Chicago, Ill., Mar 7, 2014 / 11:13 am
Cardinal Francis George of Chicago told his archdiocese that Lent finds him in "poor health" as cancer in his right kidney that was dormant for over a year is "showing signs of new activity."
"While I am not experiencing symptoms of cancer at this time, this is a difficult form of the disease, and it will most probably eventually be the cause of my death," he wrote in his most recent column for the Catholic New World archdiocesan paper.
Cardinal George said that after "many tests, scans, biopsies and other inconveniences," he was advised to enter into an aggressive round of chemotherapy which will take place over the next two months.
The 77-year-old cardinal underwent a medical procedure August of 2012 that discovered cancerous cells in his kidney and in a nodule that was removed from his liver.
In July 2006, at the age of 69, the cardinal underwent a five-hour operation to remove his bladder, prostate gland and sections of his ureters, the tubes which connect the kidneys to the bladder.

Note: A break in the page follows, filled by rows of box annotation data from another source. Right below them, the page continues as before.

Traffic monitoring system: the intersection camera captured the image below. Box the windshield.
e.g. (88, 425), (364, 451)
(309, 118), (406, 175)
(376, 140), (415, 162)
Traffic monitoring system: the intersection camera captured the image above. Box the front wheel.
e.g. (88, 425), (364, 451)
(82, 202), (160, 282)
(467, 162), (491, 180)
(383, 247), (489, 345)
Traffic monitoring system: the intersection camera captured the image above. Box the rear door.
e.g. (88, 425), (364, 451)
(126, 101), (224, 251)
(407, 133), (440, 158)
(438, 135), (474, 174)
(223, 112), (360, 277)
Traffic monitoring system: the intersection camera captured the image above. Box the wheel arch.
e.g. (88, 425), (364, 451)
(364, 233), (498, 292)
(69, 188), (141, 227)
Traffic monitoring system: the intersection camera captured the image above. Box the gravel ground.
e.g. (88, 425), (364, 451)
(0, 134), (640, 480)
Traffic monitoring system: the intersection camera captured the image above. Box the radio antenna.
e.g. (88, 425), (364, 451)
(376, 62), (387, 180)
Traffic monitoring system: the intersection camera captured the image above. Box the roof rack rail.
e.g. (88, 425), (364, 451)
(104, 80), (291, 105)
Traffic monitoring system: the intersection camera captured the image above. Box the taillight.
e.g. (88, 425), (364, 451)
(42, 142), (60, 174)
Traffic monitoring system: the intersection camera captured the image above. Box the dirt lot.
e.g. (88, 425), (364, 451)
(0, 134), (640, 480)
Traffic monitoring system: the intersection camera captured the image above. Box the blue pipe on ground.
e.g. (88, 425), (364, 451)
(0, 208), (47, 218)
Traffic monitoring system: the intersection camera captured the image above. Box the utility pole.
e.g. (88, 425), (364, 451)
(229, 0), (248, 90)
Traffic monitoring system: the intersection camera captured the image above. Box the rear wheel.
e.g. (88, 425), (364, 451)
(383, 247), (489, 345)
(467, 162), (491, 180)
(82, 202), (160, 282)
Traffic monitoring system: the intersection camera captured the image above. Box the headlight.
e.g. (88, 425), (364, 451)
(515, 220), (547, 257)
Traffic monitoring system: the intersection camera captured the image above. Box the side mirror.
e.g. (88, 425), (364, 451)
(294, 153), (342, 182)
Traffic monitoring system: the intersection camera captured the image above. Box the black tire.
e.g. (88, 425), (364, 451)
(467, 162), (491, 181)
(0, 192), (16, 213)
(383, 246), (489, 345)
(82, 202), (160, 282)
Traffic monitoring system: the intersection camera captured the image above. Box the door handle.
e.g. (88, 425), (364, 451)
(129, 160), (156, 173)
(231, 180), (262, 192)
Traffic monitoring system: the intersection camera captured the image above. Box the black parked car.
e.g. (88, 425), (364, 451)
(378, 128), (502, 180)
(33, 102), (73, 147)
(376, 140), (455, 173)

On his chemotherapy treatment in 2012, he recalled that he was able to maintain his administrative schedule "well" although "my public schedule was sometimes curtailed because of lowered immunity."
"As I prepare for this next round of chemo, I ask for your prayers, which have always sustained me, and for your understanding if I cannot always fulfill the schedule already set for the next several months."

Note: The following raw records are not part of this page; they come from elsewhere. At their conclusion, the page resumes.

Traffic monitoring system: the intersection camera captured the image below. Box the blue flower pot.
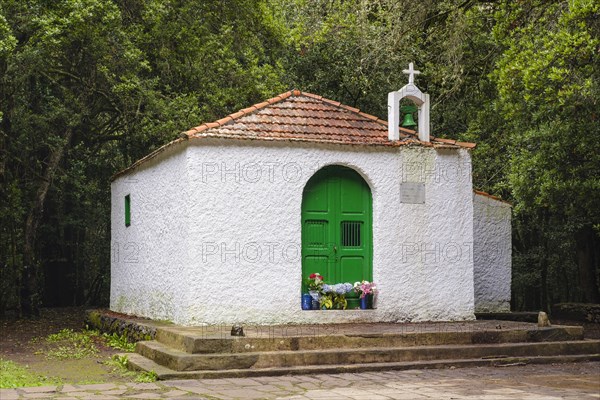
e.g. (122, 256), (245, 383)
(302, 293), (312, 310)
(359, 295), (369, 310)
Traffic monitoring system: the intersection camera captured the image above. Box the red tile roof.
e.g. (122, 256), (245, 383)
(185, 90), (475, 148)
(112, 90), (475, 179)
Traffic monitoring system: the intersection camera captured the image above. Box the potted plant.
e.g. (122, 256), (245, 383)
(354, 280), (377, 310)
(303, 272), (323, 310)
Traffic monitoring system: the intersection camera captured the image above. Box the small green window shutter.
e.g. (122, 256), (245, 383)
(125, 195), (131, 226)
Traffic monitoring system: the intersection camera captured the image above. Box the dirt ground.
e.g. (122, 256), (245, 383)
(0, 307), (131, 384)
(0, 307), (600, 384)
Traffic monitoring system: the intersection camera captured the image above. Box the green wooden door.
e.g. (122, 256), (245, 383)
(302, 165), (373, 308)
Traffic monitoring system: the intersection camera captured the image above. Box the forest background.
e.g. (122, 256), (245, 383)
(0, 0), (600, 316)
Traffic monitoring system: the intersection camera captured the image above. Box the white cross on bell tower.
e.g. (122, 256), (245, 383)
(402, 63), (421, 85)
(388, 63), (429, 142)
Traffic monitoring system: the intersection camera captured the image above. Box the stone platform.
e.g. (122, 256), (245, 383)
(88, 310), (600, 379)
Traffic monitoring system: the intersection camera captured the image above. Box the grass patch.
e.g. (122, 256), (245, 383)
(104, 354), (158, 382)
(102, 333), (135, 353)
(0, 359), (61, 389)
(46, 329), (99, 360)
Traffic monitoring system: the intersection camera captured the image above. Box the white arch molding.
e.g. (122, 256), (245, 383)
(388, 63), (430, 142)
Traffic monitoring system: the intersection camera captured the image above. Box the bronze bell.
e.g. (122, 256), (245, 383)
(400, 106), (417, 129)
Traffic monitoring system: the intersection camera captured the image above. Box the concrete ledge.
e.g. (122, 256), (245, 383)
(475, 311), (538, 323)
(125, 353), (600, 380)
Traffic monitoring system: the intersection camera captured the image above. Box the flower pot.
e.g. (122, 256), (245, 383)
(302, 293), (312, 310)
(359, 294), (373, 310)
(359, 295), (369, 310)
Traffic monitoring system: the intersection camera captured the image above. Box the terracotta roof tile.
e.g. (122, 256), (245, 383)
(186, 90), (474, 148)
(113, 90), (475, 179)
(473, 189), (512, 207)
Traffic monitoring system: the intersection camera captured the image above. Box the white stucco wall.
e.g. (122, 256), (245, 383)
(473, 194), (512, 312)
(110, 147), (190, 321)
(111, 140), (474, 325)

In his column, Cardinal George also said "I imagine this news will increase speculation about my retirement." However, the "only certainty is that no one knows when that will be, except perhaps the Holy Father, and he hasn't told me."
"As required by the Code of Canon Law, I submitted my resignation two years ago and was told to wait until I heard from the pope," he explained. "The consultation the pope makes through the Apostolic Nuncio takes a good number of months, and it hasn't formally started yet."
"In the meantime, Lent gives me a chance to evaluate not only my life of union with the Lord but also my life and actions here as Archbishop of Chicago."
Cardinal George was born in Chicago on Jan. 16, 1937 and is the first native of Chicago to become archbishop of the city. Pope John Paul II named him Bishop of Yakima in Washington State in 1990. After serving for five years, he was appointed archbishop of Portland, Oregon, on April 30, 1996.
Less than a year later, on April 8, 1997, Pope John Paul II named him the eighth Archbishop of Chicago after the See had fallen vacant with the death of Cardinal Joseph Bernardin on Nov. 14, 1996.